This is a common difficulty in the movies today. Just in the last month or two both Win a Date With Tad Hamilton and Confessions of a Teenage Drama Queen have attempted to revive that venerable Hollywood tradition of contrasting the big city and the small town and affecting, for the sake of the hicks in the sticks, to champion the latter. A couple of years ago they even re-made Frank Capra’s Mr Deeds Goes to Town (1936) with Adam Sandler in the Gary Cooper role as salt-of-the-earth tuba player Longfellow Deeds.

Are you beginning to see the problem?

Nowadays, the ubiquity of the pop culture has left us with no believable points of contrast between town and country. Kate Bosworth’s small town West Virginia girl in Tad Hamilton seems more retarded than innocent; Lindsay Lohan’s Teenage Drama Queen resents it when her mother brings her to small-town New Jersey, but both the people and the opportunities there seem indistinguishable from those in the city.

So it is too in Jersey Girl. Kevin Smith doesn’t spend enough time differentiating his Jersey Eden from the wicked city — maybe because it can’t be done anymore. What the attractions of the former seem to boil down to in the end is the chance to spend more time with Gertie — obviously a desirable thing but not quite enough in itself to place this movie squarely in the archetypal tradition to which it apparently aspires. I say “apparently” because I don’t really believe it does. I don’t really believe that Kevin Smith himself would turn down the chance to make movies in New York or L.A. in favor of driving a street-sweeper and spending more time with the little one in Jersey.

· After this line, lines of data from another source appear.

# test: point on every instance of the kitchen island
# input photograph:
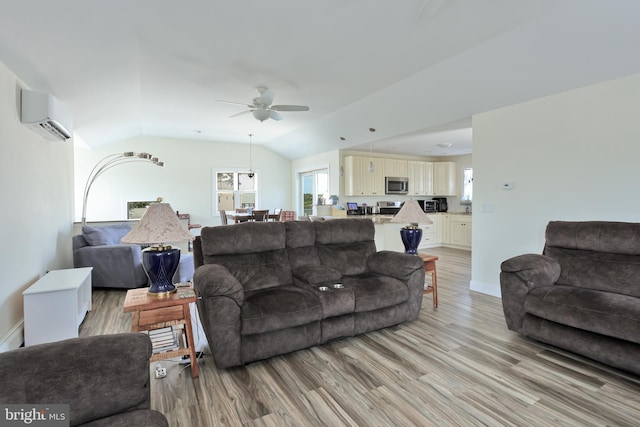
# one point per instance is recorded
(449, 229)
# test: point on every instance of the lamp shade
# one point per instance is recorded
(411, 213)
(159, 224)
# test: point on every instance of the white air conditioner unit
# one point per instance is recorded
(45, 115)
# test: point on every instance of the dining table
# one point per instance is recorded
(237, 217)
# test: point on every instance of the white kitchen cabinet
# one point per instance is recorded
(430, 233)
(395, 167)
(420, 178)
(55, 305)
(358, 181)
(444, 179)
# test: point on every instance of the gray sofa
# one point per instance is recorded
(259, 286)
(115, 265)
(582, 294)
(104, 379)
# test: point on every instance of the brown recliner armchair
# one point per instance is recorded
(104, 379)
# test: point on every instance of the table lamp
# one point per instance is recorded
(411, 234)
(158, 226)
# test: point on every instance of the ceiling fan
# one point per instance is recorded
(262, 109)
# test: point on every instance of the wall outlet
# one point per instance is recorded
(161, 371)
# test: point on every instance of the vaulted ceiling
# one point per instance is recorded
(414, 70)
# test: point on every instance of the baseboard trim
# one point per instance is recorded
(485, 288)
(14, 338)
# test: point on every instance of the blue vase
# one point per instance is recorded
(160, 267)
(411, 239)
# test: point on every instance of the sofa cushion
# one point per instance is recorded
(592, 310)
(279, 307)
(597, 270)
(345, 244)
(316, 274)
(373, 291)
(599, 236)
(301, 243)
(108, 235)
(257, 270)
(246, 237)
(347, 258)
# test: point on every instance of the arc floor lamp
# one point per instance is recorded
(109, 162)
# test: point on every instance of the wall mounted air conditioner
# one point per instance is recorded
(44, 114)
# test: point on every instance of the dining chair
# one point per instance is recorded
(223, 217)
(242, 210)
(261, 215)
(287, 216)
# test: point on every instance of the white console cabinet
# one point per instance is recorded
(55, 306)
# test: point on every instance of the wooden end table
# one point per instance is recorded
(151, 313)
(430, 267)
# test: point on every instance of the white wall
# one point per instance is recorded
(36, 186)
(571, 156)
(185, 181)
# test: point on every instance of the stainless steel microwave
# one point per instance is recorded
(396, 185)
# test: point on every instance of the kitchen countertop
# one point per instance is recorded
(383, 219)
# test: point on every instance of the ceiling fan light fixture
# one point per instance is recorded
(261, 114)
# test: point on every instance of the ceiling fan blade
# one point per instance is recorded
(290, 108)
(234, 103)
(276, 116)
(430, 7)
(268, 97)
(240, 113)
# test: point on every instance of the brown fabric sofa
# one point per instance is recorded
(259, 286)
(104, 379)
(582, 294)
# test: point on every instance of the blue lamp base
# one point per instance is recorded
(160, 264)
(411, 237)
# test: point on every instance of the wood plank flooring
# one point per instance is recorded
(457, 365)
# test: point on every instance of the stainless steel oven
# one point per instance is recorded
(396, 185)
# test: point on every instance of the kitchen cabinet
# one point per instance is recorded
(460, 230)
(358, 181)
(395, 167)
(420, 178)
(444, 179)
(430, 233)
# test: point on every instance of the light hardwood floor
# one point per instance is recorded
(457, 365)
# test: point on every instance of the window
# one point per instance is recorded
(315, 190)
(467, 186)
(235, 189)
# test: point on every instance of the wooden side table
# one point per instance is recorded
(430, 267)
(151, 313)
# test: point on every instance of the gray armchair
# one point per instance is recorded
(114, 265)
(104, 379)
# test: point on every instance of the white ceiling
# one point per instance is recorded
(157, 67)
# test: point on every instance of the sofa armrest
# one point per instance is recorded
(97, 376)
(533, 269)
(220, 299)
(518, 275)
(316, 274)
(395, 264)
(214, 280)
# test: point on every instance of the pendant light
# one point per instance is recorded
(251, 173)
(371, 167)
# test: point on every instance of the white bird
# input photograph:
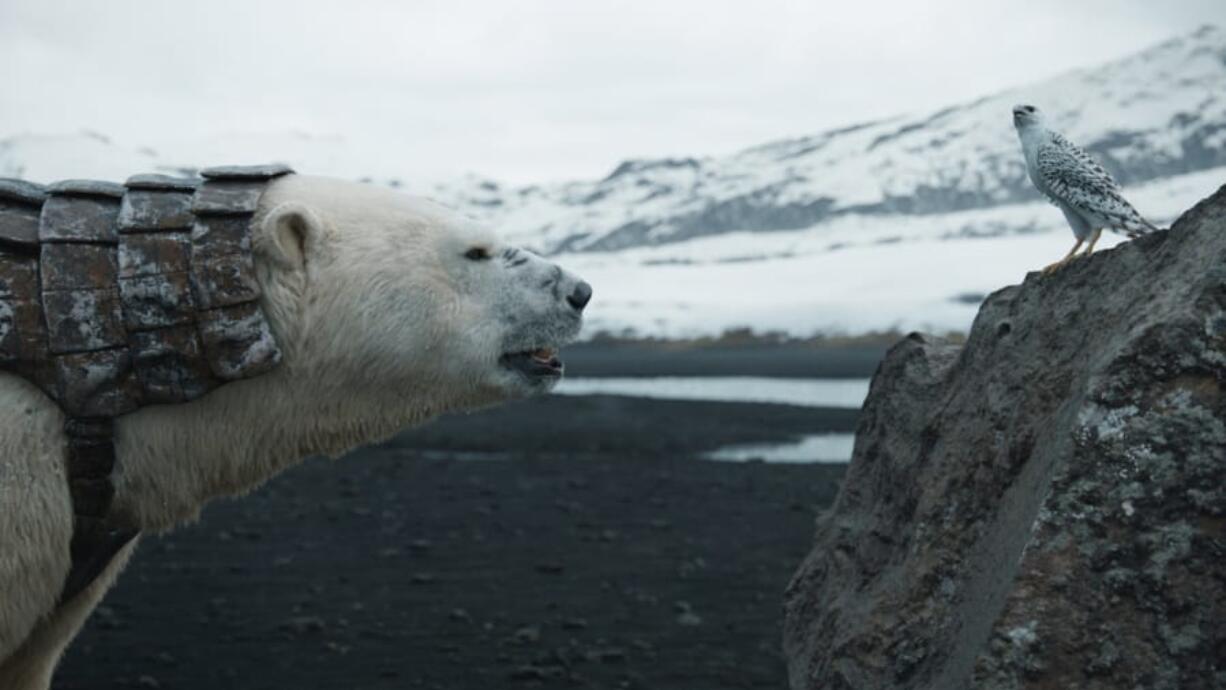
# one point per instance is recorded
(1072, 179)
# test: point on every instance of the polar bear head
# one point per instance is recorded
(394, 298)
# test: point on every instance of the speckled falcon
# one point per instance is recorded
(1074, 181)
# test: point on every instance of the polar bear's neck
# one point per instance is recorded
(174, 458)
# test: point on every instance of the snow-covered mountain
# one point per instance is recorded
(1155, 114)
(896, 224)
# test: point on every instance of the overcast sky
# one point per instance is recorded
(533, 91)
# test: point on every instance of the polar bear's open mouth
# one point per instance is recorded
(537, 364)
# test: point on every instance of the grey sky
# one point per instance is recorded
(532, 91)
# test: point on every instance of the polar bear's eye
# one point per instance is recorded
(477, 254)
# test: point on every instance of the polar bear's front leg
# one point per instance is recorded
(32, 666)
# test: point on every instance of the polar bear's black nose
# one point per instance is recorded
(581, 295)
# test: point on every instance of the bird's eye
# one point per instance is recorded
(477, 254)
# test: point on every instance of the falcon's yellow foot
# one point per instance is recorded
(1053, 267)
(1062, 262)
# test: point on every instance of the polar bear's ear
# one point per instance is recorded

Back in the days when the genre was fresh, Hollywood may also have been hypocritical in championing small-town values, yet the movie makers, who were in most cases quite recently up from the farm themselves, conveyed a palpable longing for the innocence and decency they found in the American hinterland. And they really expected to find it there. Kevin Smith’s Highlands, New Jersey may have poorer paying jobs, beer and boredom going for it, but when the video store clerk offers a “mercy jump” to one of her renters of pornography we know we’re not in Kansas anymore.

Or rather, since the same events could be set in Kansas without anyone’s thinking it odd, we’re not in the same kind of country we were when films like this one made their heart-tugging sense. To pretend that we are, just for the sake of giving his movie a familiar theme, makes Kevin Smith look merely cynical — and contemptuous of his audience.